About
I am a PhD student in Demography at Princeton University. My current projects include using language models to study the life course, and using machine learning to uncover shifting perceptions of social class in the United States over the last 50 years. I am originally from Western Sydney, Australia.
Working Papers
V. Satish, F. Hafner, S. Kapoor, M. Luken, L. Liu, T. Liu, J. Perdomo, B. Stroebl, K. Vafa, M. Verhagen, M. Salganik. Language Models for Life Outcome Prediction
Abstract: Language models have enabled new approaches in many different scientific domains, but such approaches remain largely unexplored in life course research. In this paper, we explored how language models can be used for a specific task that has posed challenges for life course scholars—predicting life outcomes. The conventional approach to predicting life outcomes is to train linear or tree-based models on life course data represented in tabular format. In contrast, our approach is to train a large language model (LLM) on life course data represented in text format. We constructed text summaries of 6 million people's lives using complex, multi-domain data from the Dutch Population Registry. We used these "books of life" to fine-tune an open-weight LLM, named Cruijff, to predict an important life outcome: fertility. Cruijff used books of life to generate predictions more accurate than a simple demographic benchmark. When the books of life were enriched with predictions from a tree-based model trained on tabular data, Cruijff's predictions improved. These findings demonstrate that language models are a viable and flexible approach for predicting life outcomes. Given this starting point, future work should study whether they might generate better predictions or enable different research opportunities.
V. Satish. The Declining Middle: Changes in Subjective Social Class in the United States, 1972-2018
Abstract: The share of Americans who perceive themselves as middle class is declining. However, prior work falls short of explaining which Americans are driving this decline and why their perceptions are changing. To address these gaps, I use machine learning to analyze 356 attitudinal, demographic, and political variables from the General Social Survey (GSS) spanning 1972-2018. Specifically, I use classification trees to identify variables that best differentiate perceptions of class. I then use those variables to define subpopulations and examine how perceptions evolved over time within each subpopulation. I find middle class declines occurred even among Americans not typically considered disadvantaged: those who attended college or earned above-median real income. These declines were not driven by their worsening material circumstances, as measured by levels of real income. Instead, they earned increasingly less real income compared to people with higher levels of education or people sitting higher on the income distribution. I theorize that relative deprivation—the sense of disadvantage from social comparisons—explains these findings. This interpretation is supported by panel data demonstrating within-person variation in class perceptions, suggesting perceptions may shift in response to reference group circumstances. These findings indicate that rising income inequality has reshaped how Americans perceive their social class.
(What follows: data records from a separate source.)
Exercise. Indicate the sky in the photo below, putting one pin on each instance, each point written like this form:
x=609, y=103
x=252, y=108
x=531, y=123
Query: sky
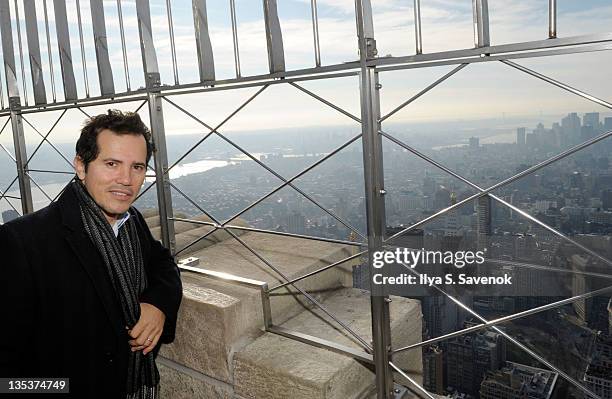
x=480, y=91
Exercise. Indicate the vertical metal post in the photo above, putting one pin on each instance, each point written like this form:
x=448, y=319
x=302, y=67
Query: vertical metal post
x=418, y=36
x=12, y=89
x=552, y=19
x=481, y=23
x=152, y=79
x=374, y=192
x=162, y=179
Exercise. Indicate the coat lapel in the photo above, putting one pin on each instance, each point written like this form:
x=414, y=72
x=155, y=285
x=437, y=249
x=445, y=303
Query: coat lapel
x=89, y=258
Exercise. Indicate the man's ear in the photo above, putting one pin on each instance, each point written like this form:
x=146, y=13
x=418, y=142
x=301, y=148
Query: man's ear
x=79, y=167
A. Adsera, F. Querin, V. Satish. Can the Gendered Sorting of Occupations Explain Wage Differentials Across Educational Levels in the US?
Abstract: The persistence of gender earnings gaps, despite women having higher levels of education, runs in contrast to predictions from models of human capital accumulation. To address this, we ask whether men and women occupy different types of jobs even with the same education. This may account for gender differentials if women either sort or are discouraged from occupying jobs with characteristics that make them high paying. We are primarily interested in understanding the role of educational attainment in determining gendered occupational sorting. Recent studies highlight the importance of occupation and sector in perpetuating the gender wage gap, but their focus is mostly on the highly educated workers. Using data from the American Community Survey (ACS) along with O*NET occupation information, we focus on five dimensions of occupational characteristics that may reflect sorting by gender and education: contact with others, autonomy, leadership, machine-dependency, and time pressure. Preliminary results confirm gendered prevalence in these occupational characteristics, with women performing jobs with higher contact with others and less machine use. We document educational gradients in the wage returns to these characteristics. Results from Oaxaca-Binder decompositions highlight how our models explain gender differentials more for highly educated workers than for those with less education, underscoring the importance of further research specifically on workers who do not have a college degree.